The results of our investigation demonstrate that there is a strong correlation between the presence of CAD and antihuman HSP60 antibodies. The mean titers of HSP60 antibodies were significantly higher in CAD patients than in non-CAD patients. A highly significant correlation between severity of CAD and increasing prevalence of HSP60 antibodies was found. The relationship persisted after adjustment for traditional CAD risk factors (age, race, sex, smoking, diabetes, hypercholesterolemia, hypertension, and CRP levels).
No association was found between HSP60 antibodies and antibodies against 6 different infectious agents previously linked to atherosclerosis (cytomegalovirus, C pneumoniae, H pylori, hepatitis A virus, and herpes simplex virus types 1 and 2). This finding can be interpreted as indicating that although cross-reacting anti-pathogen antibodies may be contributing to an immunopathological component of atherogenesis, an independent association exists between disease and antibodies to human HSP60. The lack of an association between infection and antibodies to human HSP60 suggests that if an association between antipathogen and antihost HSP antibodies does in fact exist, it is masked by other noninfectious inducers of antihuman HSP60 antibodies. The data also are compatible with the concept that bona fide autoreactivity may arise against biochemically altered autologous HSP60, thereby contributing to a true autoimmune atherogenesis mechanism.

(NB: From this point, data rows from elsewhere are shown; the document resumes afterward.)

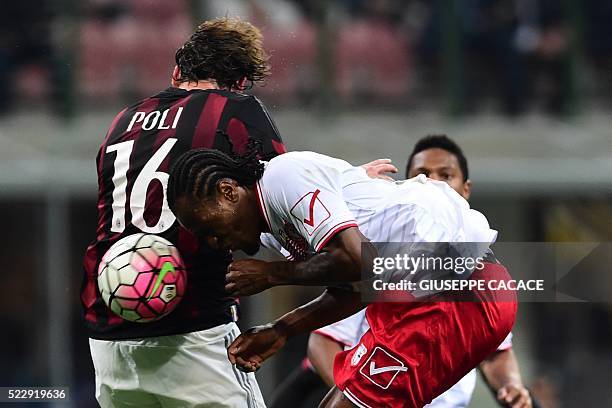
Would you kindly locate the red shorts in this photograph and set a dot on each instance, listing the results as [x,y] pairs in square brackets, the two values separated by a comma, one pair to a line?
[415,351]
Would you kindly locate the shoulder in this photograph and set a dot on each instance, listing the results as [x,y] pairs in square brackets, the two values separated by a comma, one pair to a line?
[302,163]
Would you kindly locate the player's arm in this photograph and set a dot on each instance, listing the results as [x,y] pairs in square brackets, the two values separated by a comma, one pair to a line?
[321,352]
[501,373]
[257,344]
[339,262]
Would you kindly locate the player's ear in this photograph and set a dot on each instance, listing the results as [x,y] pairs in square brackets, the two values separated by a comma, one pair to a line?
[228,189]
[467,189]
[176,74]
[242,84]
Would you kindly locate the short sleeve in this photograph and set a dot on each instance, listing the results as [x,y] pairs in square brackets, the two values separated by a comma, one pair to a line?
[506,344]
[347,331]
[309,193]
[259,126]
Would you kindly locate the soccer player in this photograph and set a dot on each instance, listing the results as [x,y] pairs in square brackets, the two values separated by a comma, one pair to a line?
[323,211]
[439,158]
[180,360]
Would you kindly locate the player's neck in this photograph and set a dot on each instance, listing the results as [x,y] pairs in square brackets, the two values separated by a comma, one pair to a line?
[202,84]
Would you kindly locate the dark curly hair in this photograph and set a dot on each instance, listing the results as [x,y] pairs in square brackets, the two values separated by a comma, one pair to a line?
[196,172]
[440,142]
[224,50]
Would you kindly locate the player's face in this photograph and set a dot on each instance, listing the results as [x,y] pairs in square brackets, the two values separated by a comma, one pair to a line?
[439,164]
[227,222]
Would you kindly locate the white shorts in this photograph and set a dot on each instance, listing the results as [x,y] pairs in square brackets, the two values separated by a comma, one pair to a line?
[187,370]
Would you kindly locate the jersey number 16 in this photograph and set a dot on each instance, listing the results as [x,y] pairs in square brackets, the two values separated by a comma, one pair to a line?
[138,196]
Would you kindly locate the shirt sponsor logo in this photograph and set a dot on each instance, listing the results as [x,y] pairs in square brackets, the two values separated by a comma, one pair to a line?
[311,211]
[382,368]
[361,351]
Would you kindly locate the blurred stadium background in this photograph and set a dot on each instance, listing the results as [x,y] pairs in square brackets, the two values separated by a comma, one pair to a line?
[524,86]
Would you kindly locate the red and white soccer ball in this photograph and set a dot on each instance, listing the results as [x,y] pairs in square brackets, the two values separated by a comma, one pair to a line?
[142,277]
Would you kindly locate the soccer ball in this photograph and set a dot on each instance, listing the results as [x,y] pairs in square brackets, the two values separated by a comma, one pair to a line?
[142,277]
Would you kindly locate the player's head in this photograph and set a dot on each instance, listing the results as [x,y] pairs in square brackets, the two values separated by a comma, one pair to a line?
[226,51]
[212,195]
[440,158]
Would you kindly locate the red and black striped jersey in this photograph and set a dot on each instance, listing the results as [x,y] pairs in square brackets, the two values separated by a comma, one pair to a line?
[132,164]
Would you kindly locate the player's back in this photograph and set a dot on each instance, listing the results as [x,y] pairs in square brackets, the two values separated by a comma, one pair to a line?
[414,210]
[133,162]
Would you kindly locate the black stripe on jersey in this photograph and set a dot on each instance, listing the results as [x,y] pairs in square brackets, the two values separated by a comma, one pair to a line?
[186,127]
[105,185]
[254,116]
[272,123]
[144,142]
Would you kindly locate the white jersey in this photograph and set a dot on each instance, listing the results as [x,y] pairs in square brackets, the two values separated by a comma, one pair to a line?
[348,332]
[306,198]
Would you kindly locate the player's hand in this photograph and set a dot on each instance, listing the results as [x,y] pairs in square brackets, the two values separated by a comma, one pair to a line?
[255,346]
[514,396]
[379,169]
[247,277]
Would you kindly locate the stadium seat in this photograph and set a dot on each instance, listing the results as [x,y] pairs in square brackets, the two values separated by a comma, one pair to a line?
[373,59]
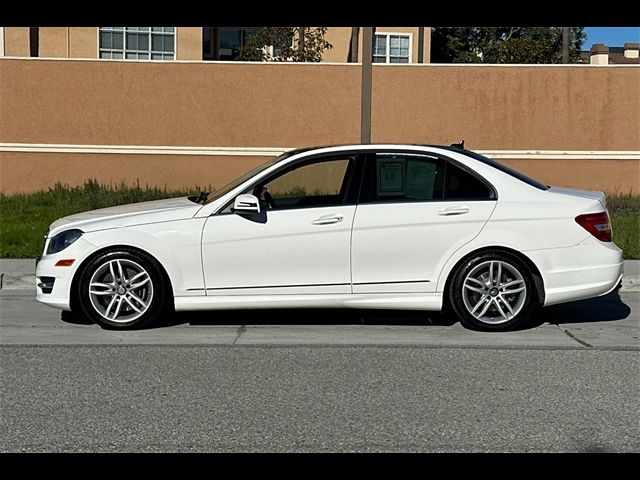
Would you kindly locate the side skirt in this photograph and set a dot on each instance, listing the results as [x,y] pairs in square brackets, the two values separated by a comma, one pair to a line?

Several caveats should be considered relating to our conclusions. First, the study design of this investigation is cross-sectional and therefore cannot establish causality. It can only establish an association. Hence, any conclusions derived from such a study must be considered preliminary and hypothesis-generating rather than hypothesis-proving. Second, it is possible that our conclusions may be limited to the particular population we studied. Third, our non-CAD control group consisted of individuals who, on clinical evaluation, had some suspicion of CAD. These individuals may not be representative of other individuals without CAD who lack clinical features triggering the decision to perform coronary angiography.
In summary, this is the first study demonstrating a strong association between antihuman HSP60 antibodies and both the presence and severity of CAD. Although not conclusive, these findings are compatible with the concept that autoimmunity plays a role in atherogenesis18 and that HSP is one of the autoantigenic determinants.
Received August 11, 2000; revision received October 23, 2000; accepted October 26, 2000.